オーストリアは8か国に囲まれている内陸国ですので、ウィーンから車で1時間ぐらい走ればチェコ、スロヴァキアやハンガリーに簡単に入ることができます。
日本からもウィーンを観光するツアーではプラハ、ブダペスト、ブラティスラヴァを訪れるツアーがたくさんあります。
私も仕事柄、オーストリアに隣接しているチェコ、ハンガリー、スロヴァキアにはよく行きます。
日本からの一般ツアーでブラティスラヴァに寄っても、見る所はほぼ決まっていて、たいていブラティスラヴァ城と旧市街のみです。
ブラティスラヴァはスロヴァキアですが歴史はハンガリー史を語った方が早く、実際にハンガリー語が現在でも多く話されています。
それは、ブダペストが16世紀前半のオスマントルコに占領されての1536年からマリア・テレジアの長男ヨーゼフ2世が1783年に再び都をブダペストに移すまでの約250年間、ハンガリー王国の首都であったというのも大きな理由のひとつです。
帝国時代はドイツ語名でPressburg (プレスブルク)と呼ばれていましたし、ここは習慣的にドイツ語が多く話されていました。

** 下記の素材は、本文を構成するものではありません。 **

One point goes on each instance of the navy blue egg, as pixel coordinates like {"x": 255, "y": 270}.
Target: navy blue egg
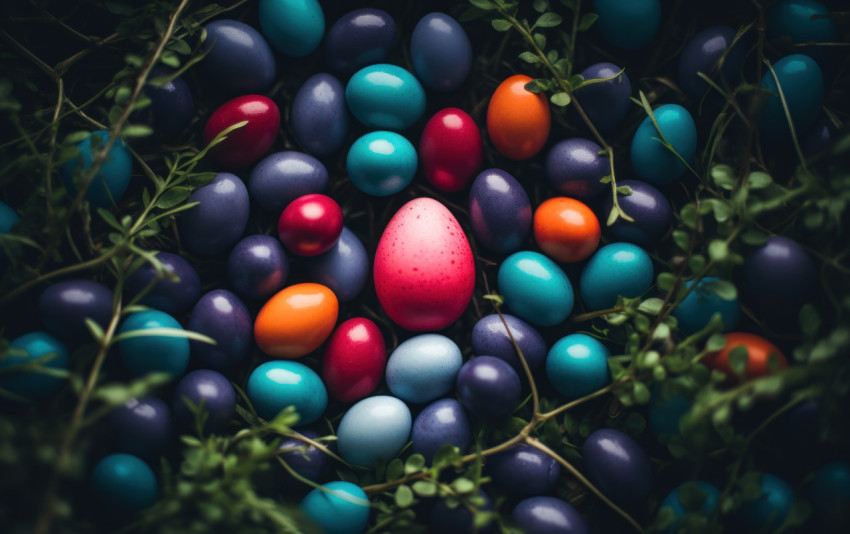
{"x": 222, "y": 316}
{"x": 499, "y": 210}
{"x": 282, "y": 177}
{"x": 319, "y": 116}
{"x": 359, "y": 38}
{"x": 220, "y": 218}
{"x": 173, "y": 297}
{"x": 64, "y": 306}
{"x": 239, "y": 59}
{"x": 440, "y": 52}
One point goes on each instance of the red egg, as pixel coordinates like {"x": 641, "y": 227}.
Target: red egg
{"x": 247, "y": 144}
{"x": 355, "y": 358}
{"x": 450, "y": 150}
{"x": 424, "y": 269}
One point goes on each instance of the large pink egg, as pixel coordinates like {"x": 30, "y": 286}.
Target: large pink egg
{"x": 424, "y": 270}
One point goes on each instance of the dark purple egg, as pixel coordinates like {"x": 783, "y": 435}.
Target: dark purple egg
{"x": 217, "y": 223}
{"x": 319, "y": 116}
{"x": 359, "y": 38}
{"x": 66, "y": 305}
{"x": 575, "y": 166}
{"x": 172, "y": 297}
{"x": 239, "y": 59}
{"x": 257, "y": 267}
{"x": 222, "y": 316}
{"x": 284, "y": 176}
{"x": 650, "y": 210}
{"x": 212, "y": 389}
{"x": 616, "y": 464}
{"x": 499, "y": 210}
{"x": 141, "y": 426}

さて、そのスロヴァキアの首都ブラティスラヴァにはちょっとおもしろい教会があります。
この教会名はエリザベート教会で、街の雰囲気には似つかわしくない、お菓子の家みたいな雰囲気です。
実際にこの場所は住宅街の一角といった感じで、近くに来るまで目立ちません。
カトリックの教会で、聖人エリザベートに捧げられています。
エリザベートはドイツ騎士団の守護聖人で、13世紀前半に生きたハンガリー王女でElisabeth von ThüringenやElisabeth von Ungarnとよく呼ばれています。
この教会は、1845年にブラペストで生まれ、1914年ブダペストで亡くなったハンガリーアール・ヌーヴォーの建築家
レヒネル・エデンによって1908年に建てられました。
アール・ヌーヴォーと書きましたが、ハンガリーユーゲントシュティールです。
レヒネルはこの教会に隣接している学校も建築していて、この教会はその学校のための礼拝堂を意図として作られました。
塔が印象的ですが、元々のプランでは教会自体の上にドームがかけられるはずだったそうです。
入口はロマネスク様式っぽいですね。
レヒネルの特徴はジョルナイセラミックが多用されていること、オリエント的要素や、生きているような曲線などが特徴です。
レヒネルはセラミックにも強い関心を持っていました。
教会内部は意外とシンプルで、ひとつの空間です。
外観と合せた水色が多く使われていて、様々な宗教画が飾られています。
主祭壇は貧しい人達に物を与える聖人エリザベートが描かれています。
この教会は別名で"青の教会"とも言われています。
ブラティスラヴァを訪れたら是非寄ってみましょう。
中心の広場から850m程離れていますが、10分強で歩いて行くことができます。
余談ですがおもしろい教会のひとつとしてオーストリアにはフンデルトヴァッサーが手掛けたバルバラ教会という有名な教会があります。